Caríssimos Irmãos e Filhos da Santa Igreja

Com sincera confiança e esperança viva, ou seja com os sentimentos que marcaram desde o início o meu serviço pastoral na Cátedra de Pedro, dirijo-me a vós e, em particular, a quantos entre vós se ocupam de comunicações sociais, no dia que o Concílio Vaticano II quis consagrar a este importante sector (Cfr. Decreto Inter Mirifica, 18).

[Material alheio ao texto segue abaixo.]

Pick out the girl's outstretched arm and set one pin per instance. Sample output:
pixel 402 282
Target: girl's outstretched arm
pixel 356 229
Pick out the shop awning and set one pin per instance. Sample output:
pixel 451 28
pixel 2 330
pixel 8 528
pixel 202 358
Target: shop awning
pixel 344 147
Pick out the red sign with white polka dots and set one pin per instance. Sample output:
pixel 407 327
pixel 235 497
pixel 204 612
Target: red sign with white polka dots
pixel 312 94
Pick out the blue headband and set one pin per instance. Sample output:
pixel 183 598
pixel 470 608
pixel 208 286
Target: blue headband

O tema, sobre o qual desejo chamar a vossa atenção, contém exactamente um convite implícito à confiança e à esperança, porque se refere à infância e eu de boa vontade me ocupo dele porque foi escolhido para esta circunstância especial ainda pelo meu amado predecessor Paulo VI. De facto, tendo a Organização das Nações Unidas proclamado o ano de 1979 como «Ano Internacional da Criança», é oportuno reflectir sobre as exigências particulares desta vasta faixa de «receptores» — as crianças — e sobre as consequentes responsabilidades dos adultos e, de modo especial, dos agentes das comunicações, que tanta influência podem exercer e exercem, na formação ou, infelizmente, na deformação das gerações mais jovens. Daí a gravidade e a complexidade do argumento: «As comunicações sociais pela tutela e o desenvolvimento da infância na família e na sociedade».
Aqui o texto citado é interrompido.